科学的アプローチで、農業の現場の課題に挑む 富山県農林水産総合技術センター 園芸研究所 花き課 主幹研究員 農学博士 川部眞登さん 大学院連合農学研究科 生物生産学専攻 博士課程修了

東京農工大学で博士課程を修了後、米ワシントン州立大学博士研究員、中央農業研究センターでの研究職などを経て、富山県の職員となった川部さん。大学院での経験は、どのように役立っているのか聞きました。

現在のお仕事

富山県の職員として、園芸作物の病気を研究

富山県の職員として、園芸作物の病気の研究をしています。担当するのは、チューリップなどの花が中心。最近は、トマトやタマネギのほか漢方薬などに用いる薬用作物も扱います。私の仕事は、病気の予防策や事後の対策について考えること。土壌病害の原因になるカビやバクテリアを分析し、科学的な解決方法を探ります。このほか、新しい農業技術を県内に導入する際の可否の検討や導入指導なども行います。

農家さんに喜んでもらえるのがやりがい

この仕事の面白いところは、現場の課題を解決するという明確なゴールがあること。農家さんから上がってくる「なんとかして!」という声に応え、目に見える効果を提示できたときは、大きなやりがいを感じます。ここに来る前は、中央農業研究センターという国の機関で研究職をしていました。このときは、実験室にこもって分析をしていることが多く、自分の研究がどこで活かされているのか手応えを感じづらい環境で……。今の生活は新たな研究テーマを見つける上でも有意義だと思っています。

農工大への入学~研究活動

大学院での研究テーマは「植物病理」

私は大学院の修士課程まで東京都内の私立大学で学び、博士課程から東京農工大学の研究室に所属しました。
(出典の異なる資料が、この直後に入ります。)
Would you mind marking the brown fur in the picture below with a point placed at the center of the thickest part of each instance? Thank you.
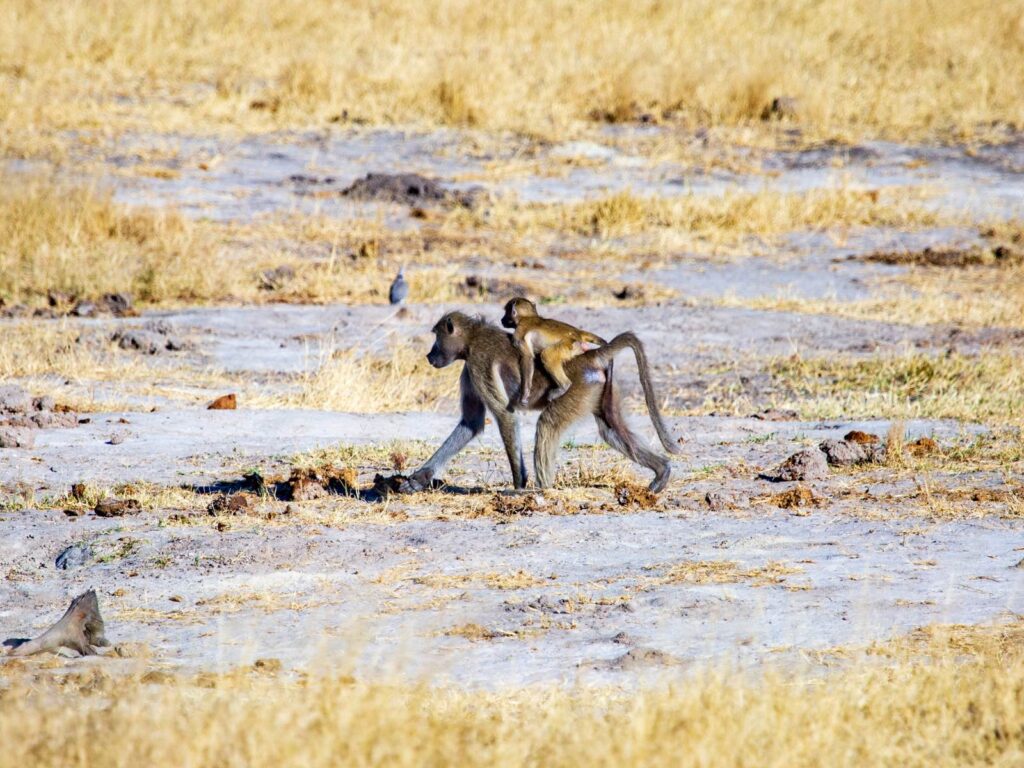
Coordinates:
(555, 342)
(80, 629)
(492, 380)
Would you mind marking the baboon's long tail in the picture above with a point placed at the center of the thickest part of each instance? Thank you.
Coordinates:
(607, 353)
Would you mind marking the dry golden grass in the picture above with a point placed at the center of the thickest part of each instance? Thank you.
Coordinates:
(987, 387)
(881, 67)
(75, 240)
(718, 220)
(985, 292)
(976, 297)
(47, 357)
(882, 707)
(355, 381)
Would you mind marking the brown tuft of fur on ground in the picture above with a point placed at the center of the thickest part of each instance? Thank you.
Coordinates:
(799, 497)
(631, 495)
研究テーマは「植物病理」。ここで学んだ土壌病害の原因を生体的に分析する技術は、今の仕事で大いに活かされています。

また、それ以上に役立っているのは、研究過程で鍛えられた科学的根拠をもって未知の問題を明らかにする手法です。農業の世界では、各農家さんが勘と経験で積み上げたノウハウが地域ごとに蓄積されているのが通例です。これを次世代に継承していくには、科学的なデータを用いて「勘」や「経験」を記述し直す必要があります。
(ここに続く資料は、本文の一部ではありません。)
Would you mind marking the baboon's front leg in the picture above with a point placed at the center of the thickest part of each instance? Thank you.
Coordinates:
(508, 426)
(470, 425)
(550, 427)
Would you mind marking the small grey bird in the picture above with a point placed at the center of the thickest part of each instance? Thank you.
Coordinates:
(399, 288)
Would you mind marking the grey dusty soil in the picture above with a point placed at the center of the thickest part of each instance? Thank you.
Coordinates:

農家さんに技術指導をする際も同様で、農薬を撒く時期や回数について、その効果をデータとともに説明すると必ず納得してもらえます。こうしたコミュニケーションの部分でも自分がこの地にいる意義があると自負しています。

ヘトヘトになりながら論文を書き上げた思い出

農工大の生活といえば、恩師の厳しい指導を受けながら、ヘトヘトになりながら論文を書き上げた思い出しかありません(笑)。しかし、実験漬けの日々のなかで研究者の基本となる考え方や今も財産となる人的ネットワークを得ていたのだと今になって思います。みなさんもぜひ農工大で寝食を忘れて没頭できるような研究テーマを見つけてください。

今後の目標、夢

付加価値を持つ食品を富山から全国へ!

「農業」は、衣食住にいずれにも関わるやりがいのある仕事です。特に、日本人は「食」に対するこだわりがすごい。実際、日本人がつくる作物のクオリティは、世界的にも格上の品質です。
時代は「量」より「質」へ。地方の農業は衰退していく産業かと思われがちですが、クオリティを追求して、販路を海外などに求めれば、チャンスはまだまだ無限にあります。むしり、地方の農業はこれからますます面白くなると思います。
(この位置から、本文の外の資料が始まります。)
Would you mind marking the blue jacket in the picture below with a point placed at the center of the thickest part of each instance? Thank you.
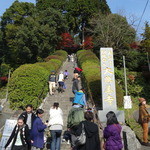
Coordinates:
(80, 98)
(37, 133)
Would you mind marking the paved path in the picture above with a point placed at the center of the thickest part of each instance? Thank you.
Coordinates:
(64, 100)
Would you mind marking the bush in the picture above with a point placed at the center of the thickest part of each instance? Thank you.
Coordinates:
(28, 83)
(59, 54)
(90, 64)
(27, 86)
「おいしいものを食べたい」という欲求が世界からなくならない限り、農業がなくなることはありません。だからこそ、機能性食品など、新たなニーズにも積極的に対応していきたいと思っています。今後は、富山県から付加価値を持った食品を全国に発信していくのが目標です。

※掲載内容は、2016年10月取材時のものです。